Long time reader, first time poster! 

So this year we're adding some salting capabilities to our fleet. The Sierra has a Sno-way tailgate spreader, and I threw a walk-behind spreader in the Silverado. The employee that used the Sierra last night reports that the bagged rock salt we used wasn't working very well at all in the spreader. This is the first time we've ever used a)the spreader, and b)bagged salt. Last year we used bagged Lightening Fast, but for half the price and a little worse performance, it was hard to turn down the bagged salt. I'm not sure if the spreader was the issue, or if it was the product. Any tips? If we have to use something more granular (like Lightening Fast), then so be it... but at the same time, it was in the mid-low 30's last night, with a ton of fog\mist\rain\snow, so I know the salt must've been clumping up a ton. Salting isn't our main forte, but obviously I can't have part of what we offer be ineffective.


----------



## dieselss (Jan 3, 2008)

But what was the issue? It wasn't coming out? Or the spinner was not turning? 
What model of Snoway is it. I thought some had chutes in them that needed opening or something like that


----------



## starspangled6.0 (Dec 3, 2013)

Direct quote from employee: "It kept clogging, or the salt just would fall into the auger. I had to stop and kick or shake it every 15 feet". 
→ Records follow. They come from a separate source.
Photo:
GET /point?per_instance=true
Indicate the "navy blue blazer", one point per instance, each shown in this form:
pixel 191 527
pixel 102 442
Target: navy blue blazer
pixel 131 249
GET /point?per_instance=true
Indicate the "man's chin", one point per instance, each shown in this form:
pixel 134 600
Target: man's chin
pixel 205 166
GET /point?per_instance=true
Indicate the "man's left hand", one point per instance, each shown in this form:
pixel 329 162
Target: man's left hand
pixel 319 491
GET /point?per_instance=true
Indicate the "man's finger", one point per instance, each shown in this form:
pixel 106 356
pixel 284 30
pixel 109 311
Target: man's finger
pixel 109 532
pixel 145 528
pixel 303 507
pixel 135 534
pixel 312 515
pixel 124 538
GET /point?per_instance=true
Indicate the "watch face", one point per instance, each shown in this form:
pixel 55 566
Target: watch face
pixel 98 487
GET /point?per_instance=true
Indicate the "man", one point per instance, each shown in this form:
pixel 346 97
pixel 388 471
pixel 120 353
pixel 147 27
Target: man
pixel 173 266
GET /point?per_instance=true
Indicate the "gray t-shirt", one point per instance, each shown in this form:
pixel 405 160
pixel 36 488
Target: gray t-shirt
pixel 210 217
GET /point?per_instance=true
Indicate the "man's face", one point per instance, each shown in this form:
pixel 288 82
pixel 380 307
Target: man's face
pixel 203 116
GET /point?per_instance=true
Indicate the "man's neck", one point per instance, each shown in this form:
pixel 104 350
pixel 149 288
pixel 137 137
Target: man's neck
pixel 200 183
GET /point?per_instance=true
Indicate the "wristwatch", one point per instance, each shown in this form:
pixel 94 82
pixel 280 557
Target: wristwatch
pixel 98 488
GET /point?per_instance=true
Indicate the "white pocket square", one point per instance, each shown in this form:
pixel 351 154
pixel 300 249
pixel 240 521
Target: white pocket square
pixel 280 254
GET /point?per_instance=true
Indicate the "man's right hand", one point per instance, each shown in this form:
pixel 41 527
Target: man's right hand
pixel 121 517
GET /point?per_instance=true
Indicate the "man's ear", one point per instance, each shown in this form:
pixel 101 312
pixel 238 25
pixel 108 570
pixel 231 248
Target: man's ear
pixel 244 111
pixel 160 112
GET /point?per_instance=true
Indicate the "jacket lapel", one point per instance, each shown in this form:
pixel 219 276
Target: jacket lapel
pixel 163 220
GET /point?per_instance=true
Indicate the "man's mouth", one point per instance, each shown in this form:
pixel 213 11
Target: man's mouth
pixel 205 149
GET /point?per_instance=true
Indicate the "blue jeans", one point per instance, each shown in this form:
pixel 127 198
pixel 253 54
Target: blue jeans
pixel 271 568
He said he tried both speeds on the spreader. Not sure what model it is... I should have that info soon.


----------



## starspangled6.0 (Dec 3, 2013)

Make that a SnowEx SR210. Bought it used this year; I believe it has 1.5 years of use on it. Looked like a really nice little unit for the price.


----------



## ProperLandscape (Sep 10, 2013)

Salt has to be bone dry in order for it to flow correctly on the SR210's. Are you using the plastic cover for the spreader?


----------



## starspangled6.0 (Dec 3, 2013)

Employee states that the only time the salt was exposed was when it was poured into the spreader. The cover was in place too. My theory, even though I'm still pretty inexperienced, is that the super-high moisture in the air caused the clogging. The only other times it gets this humid here in MN is during July when it's 90 and the dew point is 80.


----------



## ProperLandscape (Sep 10, 2013)

That will do it everytime. It's tricky when the humidity is high. Try spraying the plastic hopper down with a quick detailer automotive spay and wipe it dry prior to adding salt to the hopper. This will help lube the sides and remove the moisture that is in the hopper. I made a set of foam plugs for the bottom of the hopper. I install them when I'm driving so the hopper is completely air tight. These things take a few extra minutes to do but it beats the heck out of getting in and out of the truck 20 times to unclog the spreader.


----------



## starspangled6.0 (Dec 3, 2013)

:redbounce

Thanks!! We'll give it a shot and see what happens. I was pretty worried for a minute. You think something like armor all will work?


----------



## ProperLandscape (Sep 10, 2013)

No problem. Armor all might make it worse, you need something that will wipe clean without leaving a residue. I use meguiars quick detail spray. It wipes dry with a rag and leaves the surface slick. If we get rain/snow mix i use rubbing alcohol, it will dry quickly and get rid of any mositure in the hopper. I made the plugs for the bottom of the hopper out of automotive seat foam. It doesnt absorb water and conforms to any shape


----------



## starspangled6.0 (Dec 3, 2013)

LOL shows you how often I detail my trucks. Will Styrofoam absorb water?


----------